Charged particle in higher dimensional weakly charged rotating black hole spacetime

TL;DR

This paper investigates the motion of charged particles around weakly charged higher-dimensional rotating black holes, demonstrating integrability and separability of equations of motion under specific electromagnetic configurations.

Contribution

It introduces a specific electromagnetic field configuration proportional to a primary Killing vector that renders the equations of motion integrable in higher-dimensional Kerr-NUT-(A)dS spacetimes.

Findings

Equations of motion are completely integrable for certain electromagnetic fields.

Hamilton-Jacobi and Klein-Gordon equations are separable in this setting.

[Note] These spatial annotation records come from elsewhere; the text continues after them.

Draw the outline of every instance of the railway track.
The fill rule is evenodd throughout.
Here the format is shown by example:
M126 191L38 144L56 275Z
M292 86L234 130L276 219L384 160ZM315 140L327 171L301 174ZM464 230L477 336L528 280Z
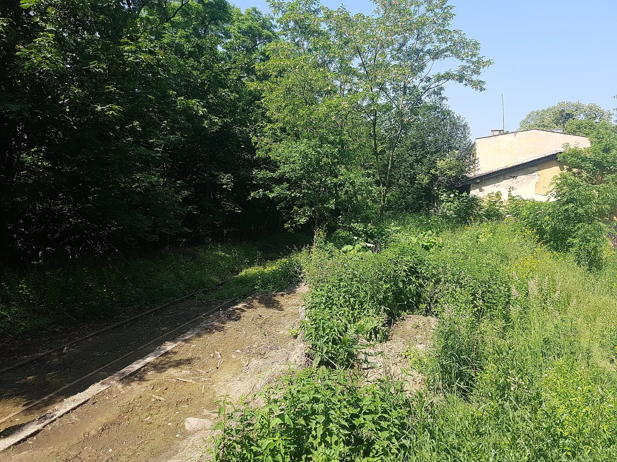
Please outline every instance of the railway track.
M183 328L191 328L222 309L236 299L222 303L189 299L226 282L78 336L0 370L0 437L45 413L65 397L141 358L149 347L157 346ZM148 316L155 312L156 316Z

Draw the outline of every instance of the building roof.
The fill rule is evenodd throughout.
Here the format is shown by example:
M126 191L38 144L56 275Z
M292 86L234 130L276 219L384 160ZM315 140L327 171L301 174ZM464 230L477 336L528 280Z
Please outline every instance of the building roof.
M495 136L500 136L500 135L495 135ZM494 176L497 176L498 175L502 175L504 173L507 173L508 172L511 171L513 170L516 170L516 169L520 168L521 167L528 167L532 165L535 165L536 164L539 164L540 162L544 162L544 161L551 160L552 159L557 159L557 155L561 154L562 152L563 152L563 151L553 151L553 152L550 152L548 154L543 154L541 156L538 156L537 157L534 157L531 159L528 159L528 160L526 160L523 162L518 162L516 164L508 165L506 166L505 167L502 167L501 168L495 169L495 170L491 170L491 171L489 172L479 173L478 175L474 175L473 176L470 176L466 180L462 181L460 183L458 184L458 185L462 186L464 184L470 184L476 181L476 180L486 179L487 178L491 178Z
M541 128L529 128L527 130L517 130L513 132L508 132L507 133L502 133L499 135L489 135L487 136L479 136L476 138L476 140L481 139L482 138L494 138L497 136L504 136L505 135L511 135L514 133L521 133L521 132L530 132L532 130L537 130L540 132L549 132L549 133L557 133L560 135L568 135L569 136L580 136L581 138L587 138L587 137L584 136L583 135L576 135L574 133L564 133L563 132L553 132L552 130L543 130Z

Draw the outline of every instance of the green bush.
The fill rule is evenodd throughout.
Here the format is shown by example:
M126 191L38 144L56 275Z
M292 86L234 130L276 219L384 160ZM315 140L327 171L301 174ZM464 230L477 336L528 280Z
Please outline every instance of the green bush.
M0 284L0 333L20 335L109 318L225 280L231 280L205 295L226 299L281 289L292 282L296 264L292 259L268 259L303 242L302 236L294 240L284 236L276 253L269 241L212 244L128 259L5 271Z
M601 219L602 206L595 186L565 172L555 180L552 195L556 200L547 202L510 198L508 211L540 243L569 252L589 269L601 269L610 251L611 228Z
M305 266L312 287L302 328L316 365L349 367L361 342L385 339L389 320L425 309L421 254L411 246L381 253L313 248ZM324 266L324 272L311 273Z
M219 411L215 461L389 461L408 453L417 411L400 383L308 368L249 400Z

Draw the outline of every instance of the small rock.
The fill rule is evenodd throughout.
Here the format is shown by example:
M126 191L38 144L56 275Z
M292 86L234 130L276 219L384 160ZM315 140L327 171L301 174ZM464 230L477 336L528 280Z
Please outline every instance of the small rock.
M184 428L187 431L196 432L212 426L212 421L209 419L198 419L196 417L187 417L184 419Z

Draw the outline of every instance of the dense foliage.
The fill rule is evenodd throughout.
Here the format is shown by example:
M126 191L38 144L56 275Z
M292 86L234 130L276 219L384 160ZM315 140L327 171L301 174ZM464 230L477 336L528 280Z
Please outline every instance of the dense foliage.
M323 243L307 256L305 332L313 359L327 344L333 360L290 373L261 394L263 406L224 402L215 460L614 459L614 260L591 275L511 221L455 231L422 217L395 225L381 254ZM439 244L426 245L427 227ZM405 255L424 269L401 284L389 275ZM342 299L364 301L347 310ZM384 338L393 309L439 320L428 353L408 349L410 367L426 376L420 391L362 372L357 349L375 331L358 326L376 323L373 338ZM351 364L334 363L349 348L334 323L338 338L357 336Z
M468 131L441 94L482 89L490 61L445 0L271 7L3 2L4 262L370 221L465 174Z
M0 251L39 261L207 231L251 186L255 62L276 37L224 0L0 9Z
M565 126L589 137L591 145L566 147L558 155L565 171L553 180L551 200L515 198L508 209L539 240L569 251L591 269L604 264L617 210L617 125L602 118L573 118Z
M551 130L553 128L561 128L566 133L582 135L586 134L579 132L576 125L573 126L569 123L611 122L613 118L612 112L603 109L595 103L584 104L580 101L561 101L546 109L532 111L521 121L518 129L539 128L542 130Z

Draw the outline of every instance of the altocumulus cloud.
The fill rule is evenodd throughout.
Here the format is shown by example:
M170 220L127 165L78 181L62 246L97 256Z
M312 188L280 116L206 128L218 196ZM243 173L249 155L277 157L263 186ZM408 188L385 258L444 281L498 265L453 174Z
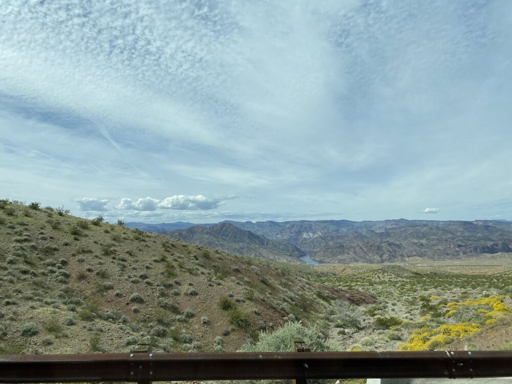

A full set of conserved quantities in involution is identified.

Abstract

We study charged particle motion in weakly charged higher dimensional black holes. To describe the electromagnetic field we use a test field approximation and use the higher dimensional Kerr-NUT-(A)dS metric as a background geometry. It is shown that for a special configuration of the electromagnetic field the equations of motion of charged particles are completely integrable. The vector potential of such a field is proportional to one of the Killing vectors (called primary Killing vector) from the `Killing tower' of symmetry generating objects which exists in the background geometry. A free constant in the definition of the adopted electromagnetic potential is proportional to the electric charge of the higher dimensional black hole. The full set of independent conserved quantities in involution is found. It is demonstrated, that Hamilton-Jacobi equations are separable, as well as the corresponding Klein-Gordon equation and its symmetry operators.